The eligibility trace consists of lists of historic state information, indexed by time-step. This indexing is necessary because, as you pointed out, the weight of the current reward/punishment decays exponentially as you step back through the time-steps (i.e. the level of reinforcement with the active reward/punishment cells is different for each time-step). I’m just thinking of this now, but another possible implementation would be to decay the eligibility trace itself (i.e. drop some percentage of cells/ synapses from the lists) versus decaying the level of reinforcement. This would be more memory efficient (but would have to see if it was functionally equivalent).

The eligibility trace decay is what I have referred to above as imposing an limit on how far back a prediction can be extended. This is actually a limitation imposed by my own implementation, which generates distal connections only with active reward/punishment cells. This differs from the TD(λ) algorithm, which works with a sum of current reward plus all future expected rewards.
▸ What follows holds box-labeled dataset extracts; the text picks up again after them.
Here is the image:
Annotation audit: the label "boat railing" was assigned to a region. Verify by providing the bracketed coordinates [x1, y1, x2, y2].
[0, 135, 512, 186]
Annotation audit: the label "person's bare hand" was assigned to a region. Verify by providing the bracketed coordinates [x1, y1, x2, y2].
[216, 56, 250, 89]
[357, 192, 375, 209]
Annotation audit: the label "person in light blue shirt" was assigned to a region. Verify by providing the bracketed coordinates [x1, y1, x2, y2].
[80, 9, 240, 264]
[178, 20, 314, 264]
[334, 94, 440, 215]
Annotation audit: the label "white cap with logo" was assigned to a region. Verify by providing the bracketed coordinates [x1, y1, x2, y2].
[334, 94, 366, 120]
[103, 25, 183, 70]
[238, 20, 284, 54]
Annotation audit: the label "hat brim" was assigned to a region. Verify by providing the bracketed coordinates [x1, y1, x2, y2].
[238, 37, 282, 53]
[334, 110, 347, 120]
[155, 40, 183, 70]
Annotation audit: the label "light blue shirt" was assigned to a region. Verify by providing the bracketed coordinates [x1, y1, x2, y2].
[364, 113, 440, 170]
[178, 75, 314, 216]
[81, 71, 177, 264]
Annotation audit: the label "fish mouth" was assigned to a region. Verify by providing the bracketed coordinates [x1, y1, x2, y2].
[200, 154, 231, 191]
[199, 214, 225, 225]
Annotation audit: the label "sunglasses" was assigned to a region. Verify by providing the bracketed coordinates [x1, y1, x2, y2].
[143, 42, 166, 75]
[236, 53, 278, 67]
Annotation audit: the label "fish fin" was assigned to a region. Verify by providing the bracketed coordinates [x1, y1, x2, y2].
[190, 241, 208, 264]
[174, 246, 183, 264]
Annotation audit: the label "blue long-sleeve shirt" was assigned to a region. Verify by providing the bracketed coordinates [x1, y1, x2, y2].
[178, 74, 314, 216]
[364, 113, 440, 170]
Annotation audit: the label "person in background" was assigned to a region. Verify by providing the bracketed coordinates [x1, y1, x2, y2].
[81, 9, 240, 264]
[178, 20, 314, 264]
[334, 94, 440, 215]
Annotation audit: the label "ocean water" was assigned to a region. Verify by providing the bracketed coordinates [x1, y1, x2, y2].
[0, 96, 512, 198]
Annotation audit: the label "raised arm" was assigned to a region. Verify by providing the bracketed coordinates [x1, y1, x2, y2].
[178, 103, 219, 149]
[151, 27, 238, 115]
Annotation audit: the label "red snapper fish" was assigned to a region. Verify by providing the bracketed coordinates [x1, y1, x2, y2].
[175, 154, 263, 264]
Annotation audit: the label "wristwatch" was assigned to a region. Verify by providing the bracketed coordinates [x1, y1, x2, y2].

To more accurately simulate this element of TD(λ) in HTM, this would mean in practice that you would enforce distal connections not only between cells active in the previous time-step with cells active in the current time-step, but also with cells that are in a predictive state from the active cells in the current time-step. This would allow predictions to bubble back through time as the sequence is re-encountered, because it is essentially making a copy of current predictions to cells in the previous time-step. It would eliminate the need to hold on to large lists of historic state information.

The issue I have with this, however, is that it leads to self-reinforcing wrong predictions. This is because the enforcement with predicted cells counters the degradation of wrongly predicted cells in the next time-step. The system might keep predicting some future reward for a particular action over and over again, even though that reward never actually happens (something like a superstition). This could be countered by configuring permanence decreases to be larger than permanence increases, but that is backwards from the way we typically configure HTM (we tend place more emphasis on learning things quickly and remembering them, rather than on forgetting things)

To make this work, I would really need to redesign how permanence reinforcement/ degradation is implemented. An activation at T-1 would need to reinforce connections with active reward/punishment cells at T-1 as well as connections with both active and predictive reward/punishment cells at T, and degrade any remaining connections with reward/punishment cells. This is a fairly significant deviation from the current implementation, which I assume is designed to mimic the biology (thus my aversion to going this route if there is an alternative that doesn’t make any significant changes to the current implementation).

Ultimately, I probably should implement three or four different strategies and do comparisons to see which demonstrates the best balance of intelligence and resource requirements.


#4

I just wanted to point out that this is a huge problem for me in embedding TD lambda on HTM. I get that you’re proposing a different thing but synaptic traces are required even if you just want to update HTM according to the error signal. Even then the synapses on your eligibility trace are probably outdated. Currently I only modify the synapses from the last step but update the state values of all the neurons of the eligibility trace. Though it is kind of wrong to update the state values of neurons without updating the synapses activating them because it implies that you made the necessary adjustments leading to those activations.